The film directed by Roberto Hernández and Geoffrey Smith went to become the highest-grossing Mexican documentary film when it was released in theaters last spring. The release got an additional boost at the box-office after a federal court ordered the temporary suspension of the film from the theaters based on a legal claim.
Buñuel's Unknown American Short Film
The Spanish newspaper El País made public last Sunday an unknown 8-minute film by noted Spanish-Mexican auteur Luis Buñuel which was made in the U.S. in the early 1940s, when he lived in New York City. The short film, which the newspaper credits its source to Filmoteca Española, features some domestic scenes with his family and friends, and was shot on Buñuel's apartment on East 83rd Street in Manhattan, on Central Park, and in a country house in Maine (which according to the newspaper might have belonged to Alexander Calder, a friend of the filmmaker).
The film features Buñuel's small children and his wife Jeanne, as well as his Spanish friends Juan Negrín and Rosita Díaz Gimeno. Whilst in New York, Buñuel worked at The Department of Film of The Museum of Modern Art, where he mostly supervised and edited documentaries for Latin America, commissioned by the Committee on Inter-American Affairs, headed by Nelson Rockefeller.
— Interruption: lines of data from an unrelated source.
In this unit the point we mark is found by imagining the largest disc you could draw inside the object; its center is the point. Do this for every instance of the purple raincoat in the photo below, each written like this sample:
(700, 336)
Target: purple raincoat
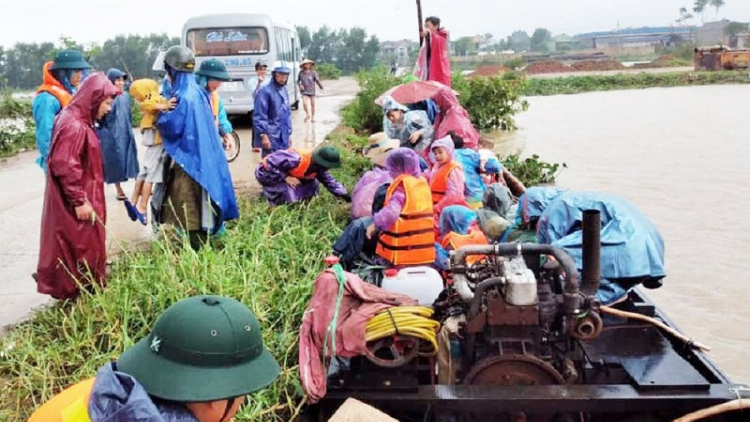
(276, 167)
(364, 192)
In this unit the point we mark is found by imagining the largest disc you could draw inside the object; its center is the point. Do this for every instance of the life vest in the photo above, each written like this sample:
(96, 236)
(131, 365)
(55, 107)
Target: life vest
(53, 86)
(474, 237)
(410, 240)
(439, 183)
(302, 167)
(215, 107)
(71, 405)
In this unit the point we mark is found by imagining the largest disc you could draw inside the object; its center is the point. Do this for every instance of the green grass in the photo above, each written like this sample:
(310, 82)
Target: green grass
(268, 260)
(588, 83)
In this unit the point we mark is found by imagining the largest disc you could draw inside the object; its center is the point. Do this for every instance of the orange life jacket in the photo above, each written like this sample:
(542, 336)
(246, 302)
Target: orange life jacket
(71, 405)
(411, 240)
(439, 183)
(474, 237)
(215, 107)
(302, 167)
(53, 86)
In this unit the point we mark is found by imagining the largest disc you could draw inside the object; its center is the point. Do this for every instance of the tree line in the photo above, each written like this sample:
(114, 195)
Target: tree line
(350, 50)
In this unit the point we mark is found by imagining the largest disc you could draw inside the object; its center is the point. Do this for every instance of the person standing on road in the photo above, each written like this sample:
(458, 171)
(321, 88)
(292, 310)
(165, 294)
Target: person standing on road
(118, 142)
(199, 191)
(61, 78)
(72, 248)
(307, 80)
(272, 114)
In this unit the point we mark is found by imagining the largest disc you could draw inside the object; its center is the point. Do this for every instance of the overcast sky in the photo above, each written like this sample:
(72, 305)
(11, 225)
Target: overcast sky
(95, 21)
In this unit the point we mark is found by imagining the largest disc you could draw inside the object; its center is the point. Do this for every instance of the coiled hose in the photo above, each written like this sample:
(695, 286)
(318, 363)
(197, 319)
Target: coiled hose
(411, 321)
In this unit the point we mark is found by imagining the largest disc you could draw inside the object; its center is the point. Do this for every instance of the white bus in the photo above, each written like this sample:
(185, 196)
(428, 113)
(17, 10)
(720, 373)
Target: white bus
(240, 40)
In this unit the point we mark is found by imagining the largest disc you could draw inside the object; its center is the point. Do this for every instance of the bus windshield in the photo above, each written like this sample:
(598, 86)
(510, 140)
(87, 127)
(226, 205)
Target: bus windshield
(228, 41)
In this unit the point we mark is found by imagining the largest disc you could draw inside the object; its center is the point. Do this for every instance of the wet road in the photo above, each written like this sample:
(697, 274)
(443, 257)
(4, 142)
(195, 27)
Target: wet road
(22, 191)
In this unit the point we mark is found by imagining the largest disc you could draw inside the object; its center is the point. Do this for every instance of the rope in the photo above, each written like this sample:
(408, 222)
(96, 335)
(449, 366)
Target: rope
(413, 321)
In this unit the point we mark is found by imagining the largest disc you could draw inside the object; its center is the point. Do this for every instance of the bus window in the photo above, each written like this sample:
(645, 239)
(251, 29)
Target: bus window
(228, 41)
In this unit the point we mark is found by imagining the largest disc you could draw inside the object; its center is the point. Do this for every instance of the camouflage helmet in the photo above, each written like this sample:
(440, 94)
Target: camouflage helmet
(180, 58)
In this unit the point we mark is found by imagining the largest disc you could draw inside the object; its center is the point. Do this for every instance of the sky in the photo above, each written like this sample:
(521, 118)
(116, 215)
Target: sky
(87, 21)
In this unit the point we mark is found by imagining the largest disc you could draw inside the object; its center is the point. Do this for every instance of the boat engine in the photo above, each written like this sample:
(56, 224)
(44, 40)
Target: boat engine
(512, 321)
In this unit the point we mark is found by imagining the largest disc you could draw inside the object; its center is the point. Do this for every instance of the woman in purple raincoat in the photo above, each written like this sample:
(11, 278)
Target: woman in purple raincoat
(292, 175)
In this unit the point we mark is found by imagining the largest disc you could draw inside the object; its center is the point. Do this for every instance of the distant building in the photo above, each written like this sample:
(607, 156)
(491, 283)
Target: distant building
(713, 33)
(637, 37)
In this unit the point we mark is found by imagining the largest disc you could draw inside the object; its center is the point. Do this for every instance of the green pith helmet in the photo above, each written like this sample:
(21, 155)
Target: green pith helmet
(214, 69)
(202, 348)
(69, 59)
(327, 156)
(180, 58)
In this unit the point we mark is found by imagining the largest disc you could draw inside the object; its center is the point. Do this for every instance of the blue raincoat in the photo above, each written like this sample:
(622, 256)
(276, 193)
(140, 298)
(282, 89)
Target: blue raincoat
(272, 115)
(192, 141)
(119, 152)
(632, 249)
(118, 397)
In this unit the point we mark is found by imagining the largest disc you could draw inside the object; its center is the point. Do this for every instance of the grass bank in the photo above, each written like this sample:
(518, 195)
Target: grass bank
(588, 83)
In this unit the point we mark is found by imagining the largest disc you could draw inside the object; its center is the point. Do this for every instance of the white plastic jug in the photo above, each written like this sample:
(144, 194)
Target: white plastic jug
(424, 284)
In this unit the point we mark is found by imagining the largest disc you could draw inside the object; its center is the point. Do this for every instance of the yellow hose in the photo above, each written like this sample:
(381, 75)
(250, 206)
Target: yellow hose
(413, 321)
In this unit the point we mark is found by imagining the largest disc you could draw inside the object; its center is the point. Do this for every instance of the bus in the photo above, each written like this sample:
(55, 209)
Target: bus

This same week, the house where Buñuel lived with his family in Mexico City from 1952 until his death in 1983, was opened as Casa Buñuel, a cultural space dedicated to the filmmaker. The new cultural venue was inaugurated with a special exhibit titled "Viridiana.50", celebrating the 50th anniversary of the premiere of the controversial film and displays among other objects the Palm d'Or that the film won at the Cannes Film Festival in 1961. Mexican actress Silvia Pinal, who played the main role in the film and worked with the director in other films was in attendance to the opening of Casa Buñuel.
December 3, 2011
NOSTALGIA FOR THE LIGHT Tops IDA Awards as Best Feature
Patricio Guzmán's Nostalgia de la luz / Nostalgia for the Light was awarded the prize for Best Feature at the 27th edition of the IDA Documentary Awards that were handed out this evening at a ceremony at the DGA Theatre in West Hollywood in Los Angeles. The Chilean documentary was competing against the Mexican documentary The Tiniest Place by Tatiana Huezo, as well as documentary films Better this World; How to Die in Oregon; and The Redemption of General Butt Naked. As it was announced last night, Guzmán's film was awarded the prize for Best Documentary Film of the Year at the 2011 Cinema Tropical Awards.